A hash function must be deterministic and easy to compute.

A hash function should try to produce different outputs for different inputs. This is not possible to happen for all inputs when M< |\mathcal D|, for instance. Actually, we should expect to find different elements mapping to the same number as soon as the number of elements in \mathcal D is \Omega(\sqrt M).

The birthday paradox

Suppose that \mathcal D is a set of people and the hashing function h \colon \mathcal D \to \{0,1,\dots,365\} assigns to each person the day of her/his birthday. The birthday paradox refers to the counterintuitive fact that as soon |\mathcal D|>23, then with probability at least \frac{1}{2} there is a collision, i.e. two people in \mathcal D with the same birthday.

We say that two distinct elements x, y of \mathcal D collide (under the hash function h) if h(x) = h(y).

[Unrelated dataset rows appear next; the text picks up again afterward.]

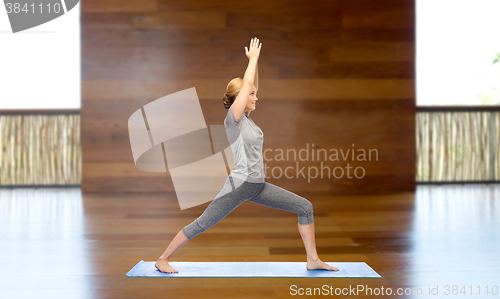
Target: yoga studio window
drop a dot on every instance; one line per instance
(40, 66)
(458, 52)
(40, 96)
(457, 91)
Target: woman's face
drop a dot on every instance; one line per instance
(252, 99)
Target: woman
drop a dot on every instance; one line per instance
(246, 181)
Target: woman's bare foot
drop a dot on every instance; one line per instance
(164, 267)
(319, 265)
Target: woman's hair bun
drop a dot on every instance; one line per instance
(227, 100)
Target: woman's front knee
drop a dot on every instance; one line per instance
(308, 207)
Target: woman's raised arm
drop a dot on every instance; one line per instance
(240, 102)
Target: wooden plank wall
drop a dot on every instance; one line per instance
(333, 73)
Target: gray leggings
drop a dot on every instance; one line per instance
(264, 194)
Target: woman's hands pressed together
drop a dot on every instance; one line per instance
(254, 50)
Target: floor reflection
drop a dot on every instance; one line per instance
(456, 232)
(42, 243)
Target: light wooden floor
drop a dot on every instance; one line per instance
(58, 243)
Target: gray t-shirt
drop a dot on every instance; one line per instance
(246, 139)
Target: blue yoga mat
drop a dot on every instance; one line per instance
(252, 269)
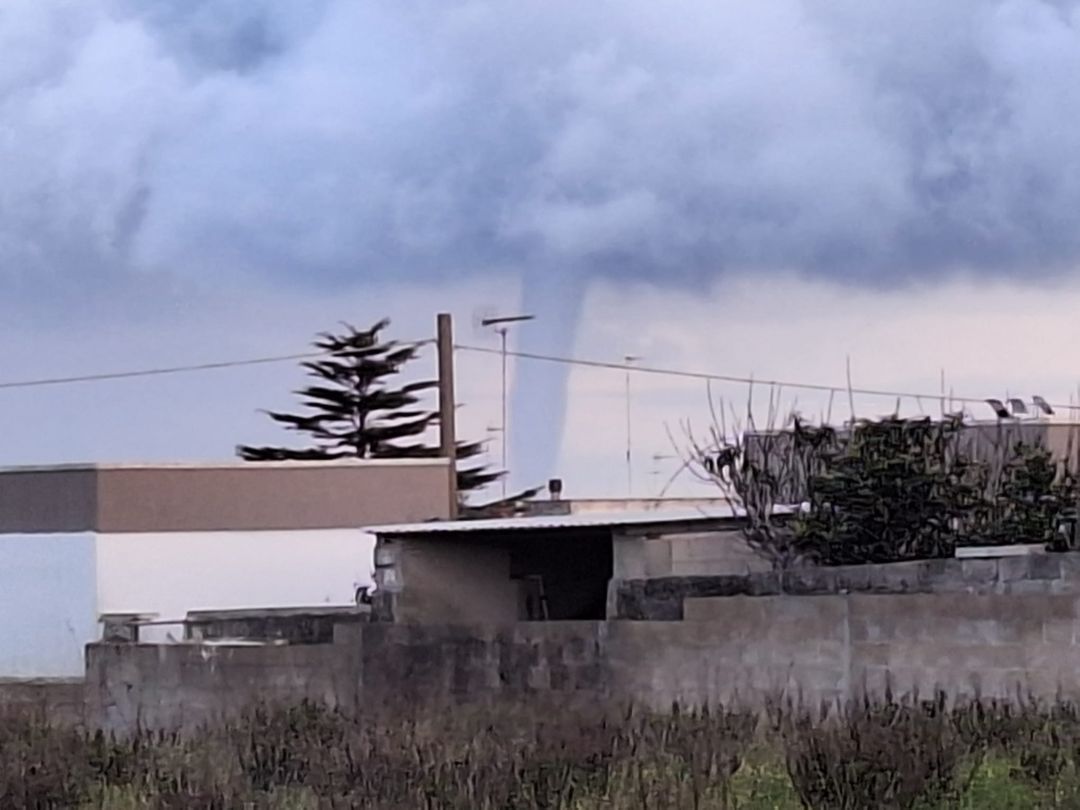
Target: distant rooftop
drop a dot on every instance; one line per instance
(700, 516)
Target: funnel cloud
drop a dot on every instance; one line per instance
(331, 143)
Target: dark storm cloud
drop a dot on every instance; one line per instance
(336, 139)
(326, 142)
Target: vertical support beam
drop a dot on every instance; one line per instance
(447, 426)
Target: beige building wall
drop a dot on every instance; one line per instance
(239, 496)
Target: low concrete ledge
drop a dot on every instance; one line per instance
(661, 598)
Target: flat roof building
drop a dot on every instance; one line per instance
(80, 541)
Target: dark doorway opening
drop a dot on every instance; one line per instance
(563, 577)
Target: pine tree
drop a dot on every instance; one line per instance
(353, 410)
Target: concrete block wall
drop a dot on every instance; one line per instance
(704, 553)
(181, 687)
(661, 598)
(58, 701)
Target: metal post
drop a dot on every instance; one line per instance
(502, 439)
(447, 431)
(630, 460)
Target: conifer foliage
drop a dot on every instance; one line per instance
(354, 409)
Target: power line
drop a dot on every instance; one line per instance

Ideally, a good hash function h should evenly distribute the elements of \mathcal D into \{0,1,\dots, M-1\}. That is, for every m\in M, \mathbb E[|\{x\in \mathcal D : h(x)=m\}|]\approx \frac{|\mathcal D|}{M}\ . In other words, on average we should expect about \frac{|\mathcal D|}{M}-many elements of \mathcal D being mapped to any particular value. The value \frac{|\mathcal D|}{M} is called the load factor and it is often denoted with the greek letter \alpha.

Contruction of hash functions

Defining a good hash function is not an easy task and it requires a solid background in several branches of Math. This task is very closely related to the definition of good pseudo-random number generators.

As a general rule, the keys are first converted to positive integers (reading the binary representation of the key as a number), some mathematical transformation is applied, taking the result modulo M. For various theoretical reasons, it is a good idea that M is a prime number.

Hash functions are extremely important, for instance in cryptography. Here we only see how to use hash functions to tell whether an element x is in \mathcal D or not efficiently.

This is done using the so-called hash tables with separate chaining. First create M buckets. Then use a hash function h to associate each possible element in \mathcal D with one bucket. Then, to tell wether an element x is in \mathcal D or not we can just compute h(x), go to the bucket corresponding to h(x) and look the elements stored there one by one, until we find x or we have seen all elements of the bucket and we didn’t find x.

To achive this we can use an array A of linked lists, A[i] will correspond to the ith bucket. All the elements of \mathcal D mapped by h to i are stored in A[i] using a linked list.

Example

Given \mathcal D=\{0, 4, 6, 10, 12, 13, 17, 19, 23, 25, 30\}, M=13 and h(x)= x\pmod M, then a hash table with separate chaining looks like the following.

Assuming a good hash function, i.e. one that spreads the elements approximately evenly, the expected time to look up for an element in a hash table is O(1 + \frac{|\mathcal D|}{M})=O(1+\alpha). So, if \alpha is a constant this is O(1).

For insertions in a hash table with separate chaining, we access the apropriate linked list using the hash function, and scan the list to find out whether the key was already present or not. If present, we modify the associated value; if not, a new node with the pair ⟨key,value⟩ is added to the list. Since the lists contain very few elements each, the simplest and more efficient solution is to add elements to the front.

There is no need for double links, sentinels, etc. Sorting the lists or using some other sophisticated data structure instead of linked lists does not report real practical benefits.